Tactile Image-to-Image Disentanglement of Contact Geometry from Motion-Induced Shear
This addresses a key challenge in robotic touch for robots using shear-sensitive sensors, offering a method to improve tactile perception, though it appears incremental as it builds on existing deep learning approaches.
The paper tackles the problem of motion-induced shear distorting tactile images in soft optical sensors, proposing a supervised convolutional neural network that disentangles contact geometry from shear to reconstruct unsheared images and enable full object reconstruction of 2D shapes.
Robotic touch, particularly when using soft optical tactile sensors, suffers from distortion caused by motion-dependent shear. The manner in which the sensor contacts a stimulus is entangled with the tactile information about the geometry of the stimulus. In this work, we propose a supervised convolutional deep neural network model that learns to disentangle, in the latent space, the components of sensor deformations caused by contact geometry from those due to sliding-induced shear.

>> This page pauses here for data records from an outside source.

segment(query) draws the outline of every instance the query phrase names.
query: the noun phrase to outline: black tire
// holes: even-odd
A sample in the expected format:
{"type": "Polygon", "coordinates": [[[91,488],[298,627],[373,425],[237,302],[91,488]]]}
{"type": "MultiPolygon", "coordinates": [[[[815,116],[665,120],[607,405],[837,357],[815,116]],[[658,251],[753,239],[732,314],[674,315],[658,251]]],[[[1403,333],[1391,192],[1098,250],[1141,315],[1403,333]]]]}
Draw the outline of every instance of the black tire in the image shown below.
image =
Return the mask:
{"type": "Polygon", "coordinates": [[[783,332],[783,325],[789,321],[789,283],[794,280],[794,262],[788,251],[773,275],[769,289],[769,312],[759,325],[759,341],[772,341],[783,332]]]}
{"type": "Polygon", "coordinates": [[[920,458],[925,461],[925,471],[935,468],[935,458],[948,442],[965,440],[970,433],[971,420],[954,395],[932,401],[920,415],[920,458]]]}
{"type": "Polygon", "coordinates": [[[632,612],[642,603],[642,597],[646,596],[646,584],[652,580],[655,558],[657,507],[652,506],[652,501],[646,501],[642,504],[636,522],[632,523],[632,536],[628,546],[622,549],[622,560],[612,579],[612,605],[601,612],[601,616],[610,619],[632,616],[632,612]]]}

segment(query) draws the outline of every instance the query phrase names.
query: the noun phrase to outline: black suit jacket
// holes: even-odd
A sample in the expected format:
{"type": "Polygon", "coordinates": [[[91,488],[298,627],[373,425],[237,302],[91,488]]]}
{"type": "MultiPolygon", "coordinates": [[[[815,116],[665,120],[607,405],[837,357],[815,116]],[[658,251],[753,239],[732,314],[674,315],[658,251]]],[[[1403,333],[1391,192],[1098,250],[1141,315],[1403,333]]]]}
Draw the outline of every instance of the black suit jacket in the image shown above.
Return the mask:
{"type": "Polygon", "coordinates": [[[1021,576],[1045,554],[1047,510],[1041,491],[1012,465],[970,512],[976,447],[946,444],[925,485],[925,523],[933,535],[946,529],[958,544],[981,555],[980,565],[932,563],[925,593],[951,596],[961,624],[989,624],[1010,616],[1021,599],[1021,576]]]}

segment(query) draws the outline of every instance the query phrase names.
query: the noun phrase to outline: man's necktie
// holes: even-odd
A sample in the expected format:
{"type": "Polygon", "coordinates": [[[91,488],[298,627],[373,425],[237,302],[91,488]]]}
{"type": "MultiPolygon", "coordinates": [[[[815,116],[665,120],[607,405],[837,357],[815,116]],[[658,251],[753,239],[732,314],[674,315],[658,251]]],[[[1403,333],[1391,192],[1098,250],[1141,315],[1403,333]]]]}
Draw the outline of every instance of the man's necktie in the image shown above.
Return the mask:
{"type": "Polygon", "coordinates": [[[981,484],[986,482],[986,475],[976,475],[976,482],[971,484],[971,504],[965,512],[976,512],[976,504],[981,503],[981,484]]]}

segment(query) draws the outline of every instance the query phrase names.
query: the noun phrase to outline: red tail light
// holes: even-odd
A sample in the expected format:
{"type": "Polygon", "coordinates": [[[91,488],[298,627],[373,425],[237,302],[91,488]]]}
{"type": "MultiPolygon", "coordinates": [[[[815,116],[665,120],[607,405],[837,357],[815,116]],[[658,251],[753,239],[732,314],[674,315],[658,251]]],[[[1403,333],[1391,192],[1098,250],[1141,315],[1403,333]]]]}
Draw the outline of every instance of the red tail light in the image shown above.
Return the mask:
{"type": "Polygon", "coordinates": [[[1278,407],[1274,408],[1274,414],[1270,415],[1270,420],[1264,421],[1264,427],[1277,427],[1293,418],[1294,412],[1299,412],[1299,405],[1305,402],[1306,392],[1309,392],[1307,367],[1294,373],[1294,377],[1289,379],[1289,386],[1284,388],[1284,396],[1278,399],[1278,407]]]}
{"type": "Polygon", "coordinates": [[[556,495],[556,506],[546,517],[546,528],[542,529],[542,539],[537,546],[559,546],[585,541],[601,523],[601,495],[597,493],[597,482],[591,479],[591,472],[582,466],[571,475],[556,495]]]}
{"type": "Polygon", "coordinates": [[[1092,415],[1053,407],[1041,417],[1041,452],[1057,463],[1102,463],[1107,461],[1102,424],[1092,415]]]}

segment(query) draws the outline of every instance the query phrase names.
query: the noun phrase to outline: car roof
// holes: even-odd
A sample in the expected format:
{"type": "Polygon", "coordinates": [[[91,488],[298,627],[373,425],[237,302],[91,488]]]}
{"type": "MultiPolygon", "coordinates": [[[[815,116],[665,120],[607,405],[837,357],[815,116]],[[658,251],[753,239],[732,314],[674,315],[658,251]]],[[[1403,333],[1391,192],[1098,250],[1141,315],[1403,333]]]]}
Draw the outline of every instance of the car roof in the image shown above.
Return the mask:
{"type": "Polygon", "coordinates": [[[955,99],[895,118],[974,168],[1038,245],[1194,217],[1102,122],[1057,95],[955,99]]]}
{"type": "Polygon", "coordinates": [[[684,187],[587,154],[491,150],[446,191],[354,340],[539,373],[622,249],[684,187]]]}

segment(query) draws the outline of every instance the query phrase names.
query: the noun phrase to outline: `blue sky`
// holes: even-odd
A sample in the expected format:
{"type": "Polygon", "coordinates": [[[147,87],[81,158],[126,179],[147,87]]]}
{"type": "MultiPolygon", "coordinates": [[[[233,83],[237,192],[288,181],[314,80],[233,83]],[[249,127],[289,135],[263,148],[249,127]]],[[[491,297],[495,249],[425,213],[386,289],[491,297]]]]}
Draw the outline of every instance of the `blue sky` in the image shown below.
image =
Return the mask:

The approach is validated by reconstructing unsheared tactile images from sheared images and showing they match unsheared tactile images collected with no sliding motion. In addition, the unsheared tactile images give a faithful reconstruction of the contact geometry that is not possible from the sheared data, and robust estimation of the contact pose that can be used for servo control sliding around various 2D shapes. Finally, the contact geometry reconstruction in conjunction with servo control sliding were used for faithful full object reconstruction of various 2D shapes. The methods have broad applicability to deep learning models for robots with a shear-sensitive sense of touch.